Chapter 6, “I sette sigilli di Ermete” (The seven seals of Hermes), expands the idea that the seven alchemical operations (Calcinatio, Solutio, Coagulatio, Sublimatio, Mortificatio, Separatio, Coniunctio) find transposition in precise moments of Wilde’s drama. Obviously enough, such transposition culminates in the dance of the seven veils, read by Falzon as a mystical and exoteric performance, a metaphorical uncovering of Salomé’s – i.e. the Moon’s – soul to Herod – i.e. the embodiment of Saturn. Moreover, the dance enacts the seven stages of the alchemic process by means of their correspondence to the seven planets of the old world, starting from the Moon-Salomé and ending up with Saturn-Herod.
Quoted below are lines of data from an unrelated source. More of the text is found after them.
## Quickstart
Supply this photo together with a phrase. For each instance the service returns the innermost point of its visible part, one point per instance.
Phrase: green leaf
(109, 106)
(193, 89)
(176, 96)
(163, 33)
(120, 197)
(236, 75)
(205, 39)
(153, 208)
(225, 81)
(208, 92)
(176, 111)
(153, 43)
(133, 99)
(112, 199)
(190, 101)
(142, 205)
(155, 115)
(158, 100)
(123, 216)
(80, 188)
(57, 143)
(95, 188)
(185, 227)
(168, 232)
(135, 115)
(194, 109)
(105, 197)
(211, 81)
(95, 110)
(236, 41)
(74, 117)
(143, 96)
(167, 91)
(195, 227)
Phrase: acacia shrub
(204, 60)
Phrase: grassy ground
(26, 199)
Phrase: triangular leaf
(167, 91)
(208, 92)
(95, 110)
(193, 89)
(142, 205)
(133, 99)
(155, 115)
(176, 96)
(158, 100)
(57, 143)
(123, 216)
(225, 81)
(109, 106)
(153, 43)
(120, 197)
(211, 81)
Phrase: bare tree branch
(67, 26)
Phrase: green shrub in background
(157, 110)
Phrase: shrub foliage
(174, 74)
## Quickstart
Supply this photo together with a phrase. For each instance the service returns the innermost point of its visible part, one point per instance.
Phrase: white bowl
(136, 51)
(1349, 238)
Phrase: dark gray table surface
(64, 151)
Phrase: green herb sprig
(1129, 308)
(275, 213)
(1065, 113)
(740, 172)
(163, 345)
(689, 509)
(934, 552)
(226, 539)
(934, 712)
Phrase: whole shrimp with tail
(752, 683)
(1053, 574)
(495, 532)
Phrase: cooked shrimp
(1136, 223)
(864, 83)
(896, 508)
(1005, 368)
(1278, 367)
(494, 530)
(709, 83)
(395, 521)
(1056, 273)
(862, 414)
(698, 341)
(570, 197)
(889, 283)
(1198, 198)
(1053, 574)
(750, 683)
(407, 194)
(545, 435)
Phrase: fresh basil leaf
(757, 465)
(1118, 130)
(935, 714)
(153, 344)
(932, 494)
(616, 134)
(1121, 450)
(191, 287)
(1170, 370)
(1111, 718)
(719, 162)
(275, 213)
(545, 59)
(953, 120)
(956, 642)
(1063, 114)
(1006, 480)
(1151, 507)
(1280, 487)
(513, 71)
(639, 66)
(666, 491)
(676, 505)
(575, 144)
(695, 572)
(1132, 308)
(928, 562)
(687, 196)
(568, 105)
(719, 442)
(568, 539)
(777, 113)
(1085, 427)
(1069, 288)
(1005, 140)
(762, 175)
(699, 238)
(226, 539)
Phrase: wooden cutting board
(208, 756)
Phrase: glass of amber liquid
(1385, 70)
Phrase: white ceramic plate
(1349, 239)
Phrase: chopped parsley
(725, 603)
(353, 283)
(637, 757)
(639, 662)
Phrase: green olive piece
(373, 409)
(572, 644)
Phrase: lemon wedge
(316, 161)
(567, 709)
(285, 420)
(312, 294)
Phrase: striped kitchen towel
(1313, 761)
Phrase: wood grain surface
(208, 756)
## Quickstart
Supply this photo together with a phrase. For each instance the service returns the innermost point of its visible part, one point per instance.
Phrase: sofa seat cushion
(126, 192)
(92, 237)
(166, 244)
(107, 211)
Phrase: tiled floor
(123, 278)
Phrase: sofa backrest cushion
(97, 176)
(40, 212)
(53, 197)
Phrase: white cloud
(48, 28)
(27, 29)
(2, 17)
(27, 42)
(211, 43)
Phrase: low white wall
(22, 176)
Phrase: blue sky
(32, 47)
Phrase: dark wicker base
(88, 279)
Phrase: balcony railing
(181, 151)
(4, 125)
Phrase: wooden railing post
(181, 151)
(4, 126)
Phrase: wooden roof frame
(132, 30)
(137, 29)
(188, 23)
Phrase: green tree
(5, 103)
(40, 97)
The last chapter, “L’uomo rosso di Edom” (The red man of Edom), focuses on the chromatism of red associated to Wilde’s Herod, the most crucial figure of the drama in Falzon’s view. Red is perceived as synaesthetically alluding to the process of warming, and thus to the activation and working out of alchemical practices that are present throughout the text but reach their climax in the description of Herod, corresponding to the distillation of the Elixir Vitae through Rubedo, or the Work in Red. Many are the examples of the isotopy of red as linked to Herod and Falzon is particularly persuasive when showing the pertinence and relatedness of this chromatic connotation of the Tetrarch to various exoteric doctrines which stem both from Hermeticism and heretic Christianity. In Falzon’s view, Herod is a syncretic figure, close to the Antichrist, that catalyses unstable harmonisations of opposites through hermetic, and in particular alchemic, procedures. On these bases, Herod is finally interpreted as a mediator, whose closeness to different rituals allows him to conflate the Hebraism of Jokanaan and the Hellenism of Salomé.

Already noted by Ellmann, but analysed in depth only by Falzon, such dissolution of the Hebrew-Hellene binary in Herod represents an important interpretative clue that contrasts with accepted notions of Salomé – for example in Edward Burnes’s essay “Salomé: Wilde’s Radical Tragedy” (1994) – as illustrating the defeat of Paganism by Judaic-Christian order. This and other critical tenets, convincingly advanced as they are, deserve attention. It would not be surprising in fact to see Le nozze alchemiche di Salomé become a classic of Wilde criticism.